As a threshold issue, it is noted that 8 C.F.R. § 214.2(h)(4)(iii)(A) must logically be read together 
with section 214(i)(l) of the Act and 8 C.F.R. § 214.2(h)(4)(ii). In other words, this regulatory 
language must be construed in harmony with the thrust of the related provisions and with the statute 
as a whole. SeeK Mart Corp. v. Cartier, Inc., 486 U.S. 281, 291 (1988) (holding that construction 
of language which takes into account the design of the statute as a whole is preferred); see also COlT 
Independence Joint Venture v. Fed. Sav. and Loan Ins. Corp., 489 U.S. 561 (1989); Matter of W-F-, 
21 I&N Dec. 503 (BIA 1996). As such, the criteria stated in 8 C.F.R. § 214.2(h)(4)(iii)(A) should 
logically be read as being necessary but not necessarily sufficient to meet the statutory and 
regulatory definition of specialty occupation. To otherwise interpret this section as stating the 
necessary and sufficient conditions for meeting the definition of specialty occupation would result in 
particular positions meeting a condition under 8 C.F.R. § 214.2(h)(4)(iii)(A) but not the statutory or 
regulatory definition. See Defensor v. Meissner, 201 F.3d 384, 387 (5th Cir. 2000). To avoid this 
result, 8 C.F.R. § 214.2(h)(4)(iii)(A) must therefore be read as providing supplemental criteria that 
must be met in accordance with, and not as alternatives to, the statutory and regulatory definitions of 
specialty occupation. 
As such and consonant with section 214(i)(1) of the Act and the regulation at 8 C.F.R. 

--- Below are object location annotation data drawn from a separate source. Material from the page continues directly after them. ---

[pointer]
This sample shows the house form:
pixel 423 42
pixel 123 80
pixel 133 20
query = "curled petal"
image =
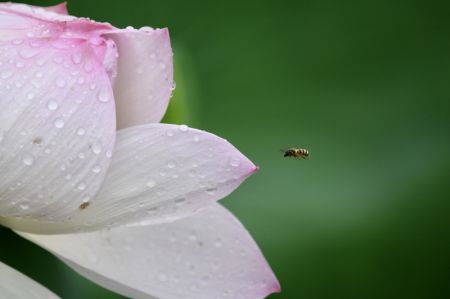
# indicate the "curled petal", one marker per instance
pixel 145 75
pixel 208 255
pixel 159 173
pixel 14 284
pixel 57 128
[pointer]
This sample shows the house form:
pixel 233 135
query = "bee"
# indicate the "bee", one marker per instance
pixel 297 153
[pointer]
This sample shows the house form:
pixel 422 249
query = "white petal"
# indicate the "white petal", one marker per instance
pixel 145 75
pixel 57 123
pixel 159 173
pixel 209 255
pixel 15 285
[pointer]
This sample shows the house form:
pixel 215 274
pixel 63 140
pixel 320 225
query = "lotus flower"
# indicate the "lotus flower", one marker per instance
pixel 89 173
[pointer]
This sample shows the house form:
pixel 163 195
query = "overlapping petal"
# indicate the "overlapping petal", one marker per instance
pixel 159 173
pixel 57 127
pixel 14 285
pixel 208 255
pixel 145 75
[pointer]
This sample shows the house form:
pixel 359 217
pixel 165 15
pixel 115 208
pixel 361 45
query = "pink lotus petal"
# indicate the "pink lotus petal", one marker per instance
pixel 52 13
pixel 14 284
pixel 145 75
pixel 58 8
pixel 209 255
pixel 57 124
pixel 159 173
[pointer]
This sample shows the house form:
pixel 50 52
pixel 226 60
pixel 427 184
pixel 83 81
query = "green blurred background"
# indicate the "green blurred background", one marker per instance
pixel 364 85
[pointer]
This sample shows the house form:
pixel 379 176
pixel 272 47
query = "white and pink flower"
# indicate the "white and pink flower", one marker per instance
pixel 89 174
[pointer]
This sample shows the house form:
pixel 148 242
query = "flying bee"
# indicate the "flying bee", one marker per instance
pixel 297 153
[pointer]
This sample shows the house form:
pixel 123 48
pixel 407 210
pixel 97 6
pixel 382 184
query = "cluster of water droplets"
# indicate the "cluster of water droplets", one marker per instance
pixel 46 81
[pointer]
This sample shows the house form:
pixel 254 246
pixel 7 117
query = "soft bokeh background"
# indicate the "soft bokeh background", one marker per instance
pixel 364 85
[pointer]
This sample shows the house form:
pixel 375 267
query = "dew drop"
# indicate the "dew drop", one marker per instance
pixel 81 186
pixel 6 74
pixel 28 53
pixel 24 207
pixel 28 160
pixel 60 82
pixel 59 123
pixel 96 169
pixel 81 131
pixel 96 148
pixel 218 243
pixel 151 184
pixel 104 95
pixel 180 201
pixel 235 162
pixel 17 42
pixel 52 105
pixel 76 58
pixel 162 276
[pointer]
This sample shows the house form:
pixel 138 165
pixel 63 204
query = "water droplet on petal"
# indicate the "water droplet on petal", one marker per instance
pixel 162 276
pixel 59 123
pixel 81 186
pixel 81 131
pixel 52 105
pixel 96 148
pixel 151 184
pixel 77 57
pixel 235 162
pixel 24 207
pixel 104 95
pixel 96 169
pixel 6 74
pixel 60 82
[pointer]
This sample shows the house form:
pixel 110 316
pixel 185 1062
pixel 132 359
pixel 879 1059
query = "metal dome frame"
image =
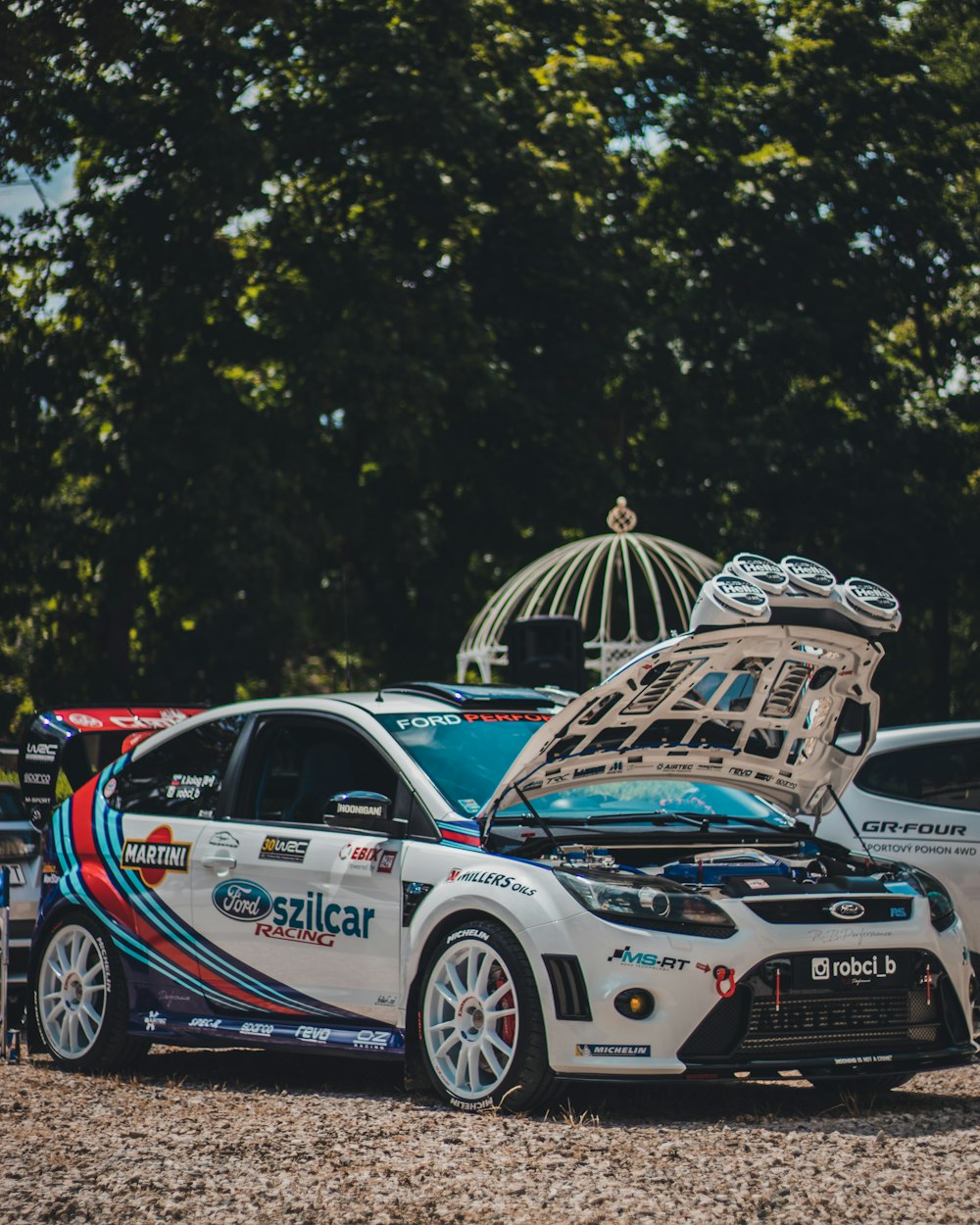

§ 214.2(h)(4)(ii), U.S. Citizenship and Immigration Services (USCIS) consistently interprets the 
term "degree" in the criteria at 8 C.F.R. § 214.2(h)(4)(iii)(A) to mean not just any baccalaureate or 
higher degree, but one in a specific specialty that is directly related to the proffered position. See 
Royal Siam Corp. v. Chertoff, 484 F.3d 139, 147 (1st Cir. 2007) (describing "a degree requirement in 
a specific specialty" as "one that relates directly to the duties and responsibilities of a particular 
position"). Applying this standard, USCIS regularly approves H-lB petitions for qualified 
individuals who are to be employed as engineers, computer scientists, certified public accountants, 
college professors, and other such occupations. These professions, for which petitioners have 
regularly been able to establish a minimum entry requirement in the United States of a baccalaureate 
or higher degree in a specific specialty, or its equivalent, directly related to the duties and 
responsibilities of the particular position, fairly represent the types of specialty occupations that 
Congress contemplated when it created the H-1B visa category. 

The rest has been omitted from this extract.